Belanda tahu persis kekuatan ilmu-ilmu itu kalau disatukan. Lantas mereka meluncurkan serangan untuk melemahkan ikatan masyarakat Aceh terhadap ilmu tersebut. Para ahli tarekat, ahli hakikat dan ahli makrifat dikejar dan dibunuh. Di saat yang sama, Belanda mendorong masyarakat untuk mengeramatkan jenis lain dan membangun kefanatikan untuk menutup pikiran-pikiran brilian yang muncul pada masa sebelumnya.
Lantas kadar penyakit pun bertambah. Terlahirlah generasi krisis identitas stadium kedua. Generasi ini dalam bahasa Gayo disebut generasi time rebek atau generasi ember bocor dan dalam bahasa Aceh disebut generasi tima bekah. Ciri khas generasi ini, setiap kali diisi dengan ilmu pengetahuan, otak dan hati mereka tidak pernah mampu mencerna. Semua pengetahuan itu masuk telinga kiri keluar telinga kanan. Generasi ini semakin jauh dari nilai-nilai ketauhidan atau ketahudirian. Generasi yang bingung dan penuh keragu-raguan. Generasi yang gagap dan tidak percaya diri.
Generasi time rebek melahirkan generasi gelas kotek atau disebut juga generasi gelas kotor. Seperti air yang dituangkan ke dalam gelas kotor, tidak bisa langsung diminum. Generasi stadium ketiga ini sulit dicarikan obat untuk menyembuhkannya. Ada yang mengatakan penyakit pada generasi ini hanya bisa sembuh lewat “mandi darah” atau perang yang penuh penderitaan. Tetapi hipotesa itu tidak terbukti. Setelah Aceh mengalami beberapa perang besar yang melenyapkan banyak nyawa manusia, namun krisis identitas itu tetap saja mencengkeram generasi.
Dari generasi gelas kotek, lahirlah generasi krisis identitas stadium keempat. Generasi ini seperti tiga butir telur ayam yang masing-masing diberi tanda dengan angka 1, 2 dan 3. Kemudian, ketiga telur itu dipecahkan dan diaduk-aduk menjadi adonan dalam satu wadah. Saat adonan itu diambil sesendok, kita tidak bisa membedakan asal isi sendok; telur 1, 2 atau 3.
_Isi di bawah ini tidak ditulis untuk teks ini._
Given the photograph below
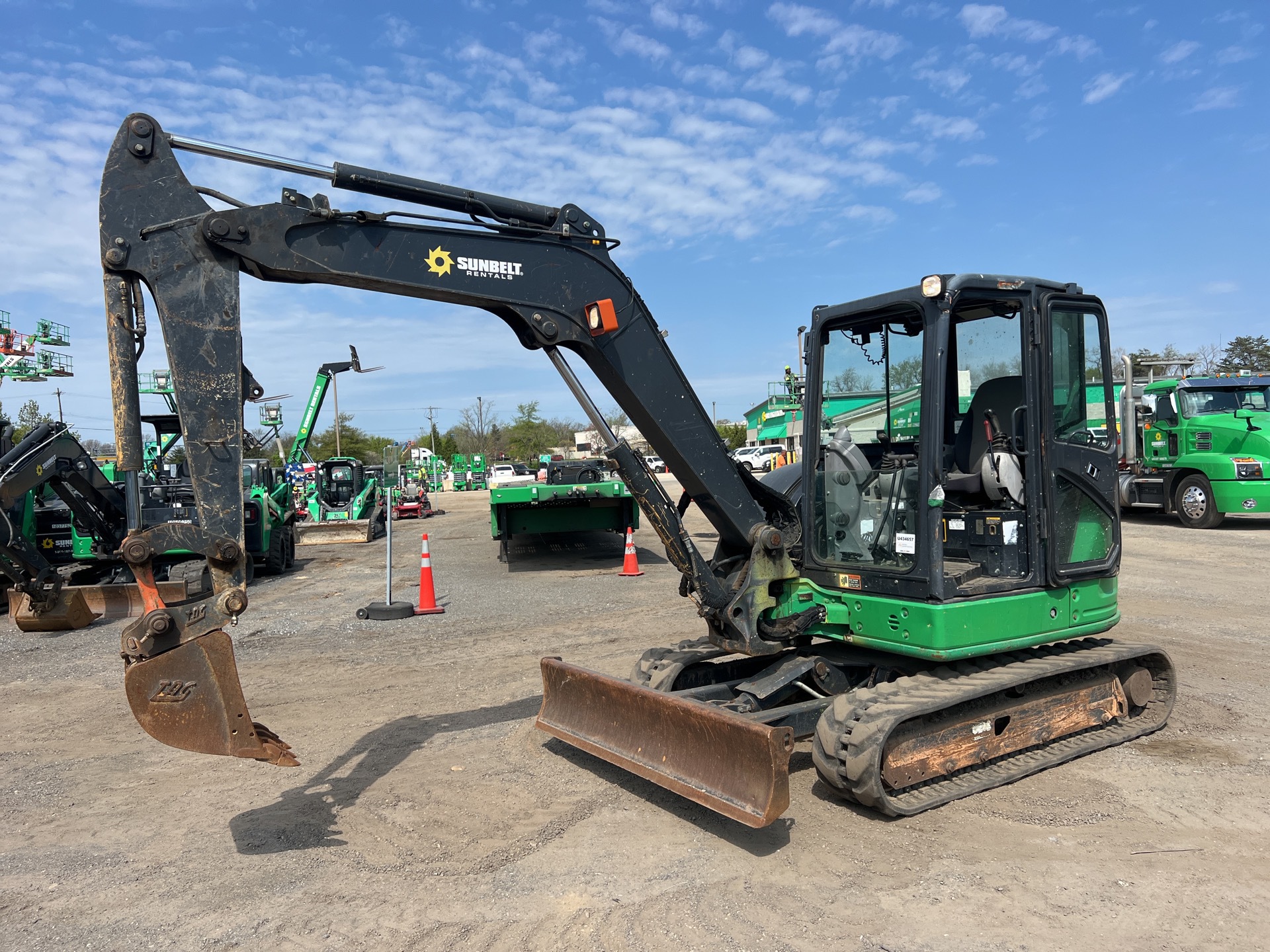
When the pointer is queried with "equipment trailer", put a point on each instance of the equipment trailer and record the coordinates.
(929, 606)
(593, 506)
Kita yang bertahan hingga saat ini pantas khawatir. Generasi ini sangat mudah dipecah-belah. Hal ini menyebabkan banyak hal. Tidak saja wilayah Aceh yang gampang dicaplok, tetapi isi kepala generasi ini pun “meukeuraleup” atau seperti ada kecoa dalam otaknya.
Tapi masih ada harapan. Berbekal ketiga ilmu di atas, nenek moyang kita seperti meramalkan kemunculan generasi ini sehingga mereka menyediakan serum untuk menyembuhkannya. Salah satu caranya adalah dengan memperbanyak keturunan. Hal ini, dalam bahasa Gayo, disebut tunin inih. Dalam bahasa Aceh dikenal sebagai peusom bijeh. Tradisi mulia ini berupaya menyelamatkan keturunan yang dalam bahasa Gayo disebut enti mate inih atau dalam bahasa Aceh disebut bek mate bijeh.
Orang-orang pintar dan cerdas, orang-orang baik, para guru besar, pejabat-pejabat berotak encer, yang siap lahir dan batin, harus memperbanyak anak. Mereka harus memastikan benih yang mereka miliki terlahir menjadi bibit-bibit unggul. Dan ini lebih mudah jika dilakukan dengan memperbanyak istri sesuai dengan kuota yang ditetapkan dalam Alquran.
Syahdan, dalam sebuah khutbah Idul Adha pertama setelah bencana ganda gempa bumi dan tsunami 2004 di Masjid Baiturrahman, khatib meminta agar bangsa Aceh melahirkan anak keturunan yang banyak untuk menjaga agar generasi Aceh tidak terputus. Enti mate inih atau bek mate bijeh mirip-mirip dengan petuah khatib tersebut.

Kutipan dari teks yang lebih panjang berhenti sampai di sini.